De tengellatten dienen tevens om een ​​spleet te creëren tussen het onderdak of de ondervloer en de dakbedekking. Tegenlatten dienen dus meerdere doelen:

  • het zijn de steunen van de daklatten (daklatten worden eraan vastgespijkerd)
  • ze creëren een minimale afstand tussen de overkapping en het onderdak of onderdak zodat eventueel binnengedrongen water veilig kan weglopen
  • ze zorgen voor de ventilatie aan de achterkant van de hoes

Volgens de geldende technische regels moet de minimale afstand tussen het onderdak en de dakbedekking altijd 24 cm zijn. Dit geldt ook voor zachte daken. Zachte daken zijn die daken die zijn bedekt met een mogelijk brandbare en niet brandwerende dakbedekking (zachte dakbedekking). Deze omvatten rieten dak, stro en houten dakspanen.

Onderspanning en tekort

Bij de dakconstructie moet onderscheid worden gemaakt tussen trek- en onderdak en een onderdak. Tussen de spanten is een ondervloer vrij gespannen. Daarentegen rust een onderlaagmembraan op het dakbeschot. Onderspanning dient aan beide zijden geventileerd te worden, dit geldt niet voor de undercover. Het aanbrengen van een onderdak is noodzakelijk waar de primaire dakbedekking extra bescherming nodig heeft. Ook hier dient voor voldoende ventilatie te worden gezorgd.

Daklatten

Daklatten kunnen ook rechtstreeks op de spanten worden genageld. Terwijl spanten altijd rechtop worden bevestigd, worden latten altijd plat genageld.

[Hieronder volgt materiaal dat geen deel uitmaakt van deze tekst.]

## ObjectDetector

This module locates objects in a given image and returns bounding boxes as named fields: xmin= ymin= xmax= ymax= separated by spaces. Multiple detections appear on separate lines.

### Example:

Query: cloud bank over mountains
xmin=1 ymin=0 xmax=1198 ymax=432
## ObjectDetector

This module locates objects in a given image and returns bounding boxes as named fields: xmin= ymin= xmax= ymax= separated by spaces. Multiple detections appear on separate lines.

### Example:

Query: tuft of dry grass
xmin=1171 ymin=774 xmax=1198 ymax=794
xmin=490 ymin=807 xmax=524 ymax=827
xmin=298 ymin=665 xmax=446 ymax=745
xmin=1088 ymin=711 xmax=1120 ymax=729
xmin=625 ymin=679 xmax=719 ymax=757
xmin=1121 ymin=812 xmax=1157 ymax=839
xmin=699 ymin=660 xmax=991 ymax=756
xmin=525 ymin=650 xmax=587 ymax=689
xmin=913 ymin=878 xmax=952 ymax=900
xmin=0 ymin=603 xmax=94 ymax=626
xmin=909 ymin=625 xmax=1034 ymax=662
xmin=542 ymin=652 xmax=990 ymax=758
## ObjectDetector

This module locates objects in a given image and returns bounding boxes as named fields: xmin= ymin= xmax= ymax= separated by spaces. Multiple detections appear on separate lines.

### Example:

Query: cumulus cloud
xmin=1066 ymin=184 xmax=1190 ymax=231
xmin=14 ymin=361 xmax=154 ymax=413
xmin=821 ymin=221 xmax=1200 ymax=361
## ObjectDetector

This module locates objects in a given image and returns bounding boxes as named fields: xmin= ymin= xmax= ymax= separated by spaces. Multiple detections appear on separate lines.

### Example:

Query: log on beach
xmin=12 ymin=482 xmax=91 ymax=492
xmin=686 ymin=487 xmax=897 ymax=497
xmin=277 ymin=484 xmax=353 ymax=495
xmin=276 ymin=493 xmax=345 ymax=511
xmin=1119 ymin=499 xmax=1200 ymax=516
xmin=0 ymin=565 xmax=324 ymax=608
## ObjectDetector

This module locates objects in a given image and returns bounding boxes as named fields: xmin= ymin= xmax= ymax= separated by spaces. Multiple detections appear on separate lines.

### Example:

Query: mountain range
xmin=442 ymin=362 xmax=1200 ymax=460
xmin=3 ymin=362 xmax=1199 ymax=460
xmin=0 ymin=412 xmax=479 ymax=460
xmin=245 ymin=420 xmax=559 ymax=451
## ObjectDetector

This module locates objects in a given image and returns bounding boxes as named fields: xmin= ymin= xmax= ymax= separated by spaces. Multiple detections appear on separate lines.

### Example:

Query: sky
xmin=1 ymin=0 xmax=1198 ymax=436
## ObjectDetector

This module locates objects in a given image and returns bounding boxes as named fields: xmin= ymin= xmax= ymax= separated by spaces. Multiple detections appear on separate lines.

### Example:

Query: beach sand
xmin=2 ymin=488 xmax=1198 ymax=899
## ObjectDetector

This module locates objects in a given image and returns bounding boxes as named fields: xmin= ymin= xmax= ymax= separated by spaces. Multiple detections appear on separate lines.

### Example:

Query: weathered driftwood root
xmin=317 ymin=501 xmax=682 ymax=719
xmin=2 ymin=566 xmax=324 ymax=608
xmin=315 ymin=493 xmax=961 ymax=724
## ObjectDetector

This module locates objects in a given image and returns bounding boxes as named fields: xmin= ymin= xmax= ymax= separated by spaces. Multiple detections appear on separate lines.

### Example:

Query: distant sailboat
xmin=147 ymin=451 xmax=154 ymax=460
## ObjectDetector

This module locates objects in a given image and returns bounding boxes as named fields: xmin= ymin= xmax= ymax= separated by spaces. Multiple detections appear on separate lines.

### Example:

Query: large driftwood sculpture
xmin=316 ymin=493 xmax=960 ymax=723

De afstand tussen de latten wordt bepaald door het type dakbedekking:

  • het type dakpan
  • de nodige dekking
  • de dakhelling, aangezien de legmethode en de minimale dekking ook veranderen met verschillende hellingen

Er zijn basale, altijd geldende voorschriften voor daklatten. Het uiteindelijke vochtgehalte van het hout moet bij montage 20% bedragen. Als deze waarde wordt overschreden omdat het hout vers is, moet een overschrijding van 3% in acht worden genomen, omdat het hout zal krimpen tijdens het drogen.

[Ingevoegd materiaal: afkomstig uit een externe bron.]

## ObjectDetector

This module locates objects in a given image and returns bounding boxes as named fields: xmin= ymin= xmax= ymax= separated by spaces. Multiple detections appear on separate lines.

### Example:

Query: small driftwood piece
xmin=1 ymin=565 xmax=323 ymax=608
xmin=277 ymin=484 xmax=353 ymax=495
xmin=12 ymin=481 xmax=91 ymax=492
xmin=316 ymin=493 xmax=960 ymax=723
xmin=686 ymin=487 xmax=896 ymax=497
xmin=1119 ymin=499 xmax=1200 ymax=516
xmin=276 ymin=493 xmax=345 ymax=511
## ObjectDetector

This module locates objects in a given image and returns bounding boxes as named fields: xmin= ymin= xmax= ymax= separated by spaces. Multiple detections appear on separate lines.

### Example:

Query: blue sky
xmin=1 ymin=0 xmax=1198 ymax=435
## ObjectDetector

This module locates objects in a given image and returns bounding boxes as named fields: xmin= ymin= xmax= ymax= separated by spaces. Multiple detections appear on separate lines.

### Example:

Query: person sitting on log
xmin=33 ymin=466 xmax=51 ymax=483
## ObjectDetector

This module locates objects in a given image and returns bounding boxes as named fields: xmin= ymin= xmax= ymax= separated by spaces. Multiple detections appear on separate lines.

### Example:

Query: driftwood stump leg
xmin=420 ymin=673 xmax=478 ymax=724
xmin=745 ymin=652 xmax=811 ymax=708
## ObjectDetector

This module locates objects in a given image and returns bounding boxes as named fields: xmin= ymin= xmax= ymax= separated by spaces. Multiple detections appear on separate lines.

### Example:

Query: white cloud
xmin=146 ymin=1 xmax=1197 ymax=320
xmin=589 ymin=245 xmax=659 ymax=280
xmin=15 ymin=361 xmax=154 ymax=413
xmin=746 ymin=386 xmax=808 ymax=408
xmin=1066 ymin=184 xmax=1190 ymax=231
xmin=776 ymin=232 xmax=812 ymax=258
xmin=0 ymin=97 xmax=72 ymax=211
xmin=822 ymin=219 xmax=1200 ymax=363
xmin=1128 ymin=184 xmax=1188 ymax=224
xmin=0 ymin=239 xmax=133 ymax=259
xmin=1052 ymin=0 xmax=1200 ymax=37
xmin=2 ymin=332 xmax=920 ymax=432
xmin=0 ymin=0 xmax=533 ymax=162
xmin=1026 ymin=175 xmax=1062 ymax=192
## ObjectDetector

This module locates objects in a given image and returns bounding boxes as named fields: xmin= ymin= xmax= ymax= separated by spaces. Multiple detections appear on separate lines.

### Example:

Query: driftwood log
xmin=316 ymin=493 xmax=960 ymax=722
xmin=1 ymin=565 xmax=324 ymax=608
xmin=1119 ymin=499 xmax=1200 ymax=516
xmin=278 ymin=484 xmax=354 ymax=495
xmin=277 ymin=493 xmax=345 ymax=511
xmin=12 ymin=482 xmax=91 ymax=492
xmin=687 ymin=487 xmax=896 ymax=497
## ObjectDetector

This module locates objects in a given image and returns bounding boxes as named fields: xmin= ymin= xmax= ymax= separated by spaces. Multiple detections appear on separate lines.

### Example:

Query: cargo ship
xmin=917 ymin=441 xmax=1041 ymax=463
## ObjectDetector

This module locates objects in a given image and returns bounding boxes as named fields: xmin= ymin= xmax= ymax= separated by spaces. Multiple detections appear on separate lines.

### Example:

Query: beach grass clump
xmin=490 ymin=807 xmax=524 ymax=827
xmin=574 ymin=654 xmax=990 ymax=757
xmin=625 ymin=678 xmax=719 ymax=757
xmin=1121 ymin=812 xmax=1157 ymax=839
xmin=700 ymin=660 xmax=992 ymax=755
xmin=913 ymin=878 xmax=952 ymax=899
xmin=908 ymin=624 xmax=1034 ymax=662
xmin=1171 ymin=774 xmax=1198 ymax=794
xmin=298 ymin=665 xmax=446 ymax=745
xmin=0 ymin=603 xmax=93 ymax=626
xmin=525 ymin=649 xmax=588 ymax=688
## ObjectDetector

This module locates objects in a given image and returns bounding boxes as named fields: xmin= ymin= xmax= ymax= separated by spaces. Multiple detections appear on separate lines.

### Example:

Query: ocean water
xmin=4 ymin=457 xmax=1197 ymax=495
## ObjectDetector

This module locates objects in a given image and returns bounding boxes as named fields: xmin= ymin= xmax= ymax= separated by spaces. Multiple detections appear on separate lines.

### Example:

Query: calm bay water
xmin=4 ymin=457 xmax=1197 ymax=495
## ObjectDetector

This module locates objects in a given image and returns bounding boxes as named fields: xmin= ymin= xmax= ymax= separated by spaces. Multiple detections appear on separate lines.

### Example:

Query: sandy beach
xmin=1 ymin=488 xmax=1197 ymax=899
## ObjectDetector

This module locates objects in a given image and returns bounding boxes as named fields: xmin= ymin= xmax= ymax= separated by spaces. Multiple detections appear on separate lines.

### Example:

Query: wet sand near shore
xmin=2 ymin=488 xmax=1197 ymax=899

Alleen latten die vanwege hun kwaliteit als zodanig worden gekenmerkt, mogen als daklatten worden gebruikt. Er mogen geen andere panlatten op het dak worden gebruikt. De technische term hiervoor is ook S10-sortering.

Dakrand plank

Aan de onderkant van de spanten, bij de dakrand, kunnen ofwel twee latten op elkaar worden genageld. Als alternatief kan ook een zogenaamde dakrandplank worden gebruikt als laatste daklat.

Interessante artikelen...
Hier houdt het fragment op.